GUEST REVIEW OF THE WEEK-DR. HERMES!
From December 1934, this Spider adventure has me exhausted just from reading it. I don't know how Wentworth does it; once the case begins, he apparently runs all over Manhattan for three days and nights without once stopping to eat or sleep (except when he's knocked unconscious). Professor Brownlee must be brewing him up some amphetamine or something.
If you want frantic, headlong action as a single man fights desperately to save the public from an evil mastermind, this book delivers it. All over Manhattan, thousands of people suddenly start screaming, clawing at their throats and dropping lifeless to the street. It turns out someone has been tampering with tobacco and now cigarettes are deadly. (What? Cigarettes are harmful? Come on now...) As Brownlee explains to our hero, "...this gas has the power of building up the nicotine in one cigarette to the killing point."
It's hard to realize today, when people pretty much have to go outside to smoke, but in 1934 there were almost no restrictions on the habit. Restaurants, theaters and stores were filled with people puffing away. Men used pipes and cigars a lot more, but smoking was about as common as wearing shoes. So the idea of poisoned tobacco must have really hit home to readers of the story when it first came out. Imagine all the guys on the subway, lighting up a cig and reading about people dying horribly from smoking.
(And behind this is the fiendish plot to corner the market with safe Denict cigarettes which will then gradually have dope introduced into them, so that they will become addictive. Whoa...)
By this point, the Spider novels had moved on from their rather traditional mystery origins and were starting to be apocalyptic disaster stories with huge body counts and the end of the world seemingly at hand. Right away, Wentworth's sweetie Nita has been kidnapped by the unknown enemy, his semi-friend Commissioner Kirkpatrick has apparently turned against him and ordered him shot on sight, and his attempts to warn the public are laughed at (they think he's just another reformer preaching about the evils of modern life.)
Well. The Spider has a real challenge this time.
In addition to being on the run from the police and heartsick over Nita's kidnapping, Wentworth finds he seems to be investigating two seperate gang of Chinese criminals. One is led by a skeleton thin creep with a red veil but the other, more serious threat, is the organization run by the Red Mandarin... a genuine supervillain worthy of any pulp hero's mettle.
There are enough running gunfights and car chases and desperate narrow escapes to make your average private eye think about changing careers, but Wentworth thrives on this stuff. As fast as he sends a bullet through a crook's forehead, he's reloading.

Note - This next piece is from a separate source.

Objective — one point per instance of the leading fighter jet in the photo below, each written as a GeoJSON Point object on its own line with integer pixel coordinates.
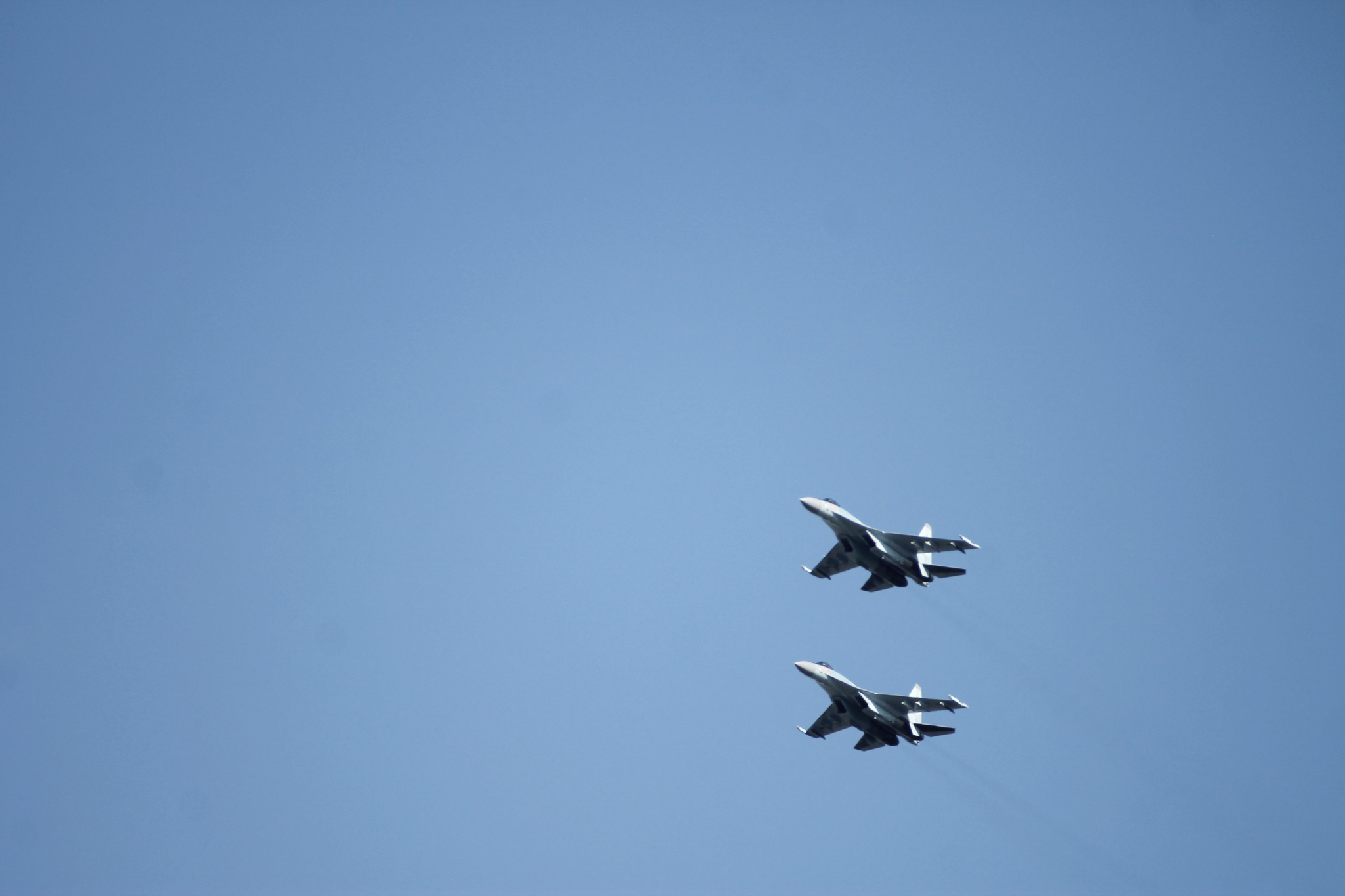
{"type": "Point", "coordinates": [889, 558]}
{"type": "Point", "coordinates": [885, 719]}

I have to say that (as Norvell Page presents him) the Spider is one of the most dangerous characters in adventure fiction; I think he could hold his own against Robert E. Howard heroes like Francis X. Gordon or even Solomon Kane. It's not so much that he's cornered in a room with a dozen killers, it's more like they're trapped in there with HIM. After a sword fight with two giant guards and then plowing through a dozen Chinese fighters, when Wentworth is finally brought down and dragged away, he starts laughing at seeing the carnage he's caused. That gave me an uneasy chill.
Two scenes in particular stand out. In a small unlit room with a group of gangsters, Wentworth sits on a corpse's stomach and makes it groan when he expells air from its lungs... and since this seems to unnerve the crooks, he does it again and scares the thugs into thinking the dead man is talking. But what I will always remember from this book is one very unlikely series of events. In crowded Manhattan, absolutely packed with Christmas shoppers, several people scream and began thrashing around from the poisoned cigarettes (is that a tautology?), and the mob starts to panic. Hundreds will be hurt in the stampede, so Richard Wentworth seizes a cornet and gets them all to start singing, "Silent Night". I kid you not. I don't know if this scene stands up to cold examination, but caught up in the heat of Norvell Page's overwrought writing style, I believed it while it was happening....
I should note here that Page (along with Harold Davis in a few Doc Savage novels) seems to have the idea that hypnosis is some sort of telepathic emanation, and that the moment the hypnotist is killed, all his subjects will snap out of their spells wherever they are. Maybe he was thinking of Dracula.
The big finale has our beloved Nita in a cell, with a lustful orangutan just aching to have his way with her. Now my first thought was, "Not Clyde! He would never be so crude!" But a little research shows that in fact subdominant male orangutans do routinely rape their females as well as other males, despite the victim's struggles. There are even documented cases of orangutans raised in human households becoming sexually aggressive with human females, and of course the peoples who are native to the areas where these apes live have always said the hairy brutes will occasionally carry off a woman for an unpleasant experience. So I'll never be able to watch EVERY WHICH WAY BUT LOOSE again wtthout keeping a suspicious eye on that Clyde character (although not even he found Sondra Locke attractive).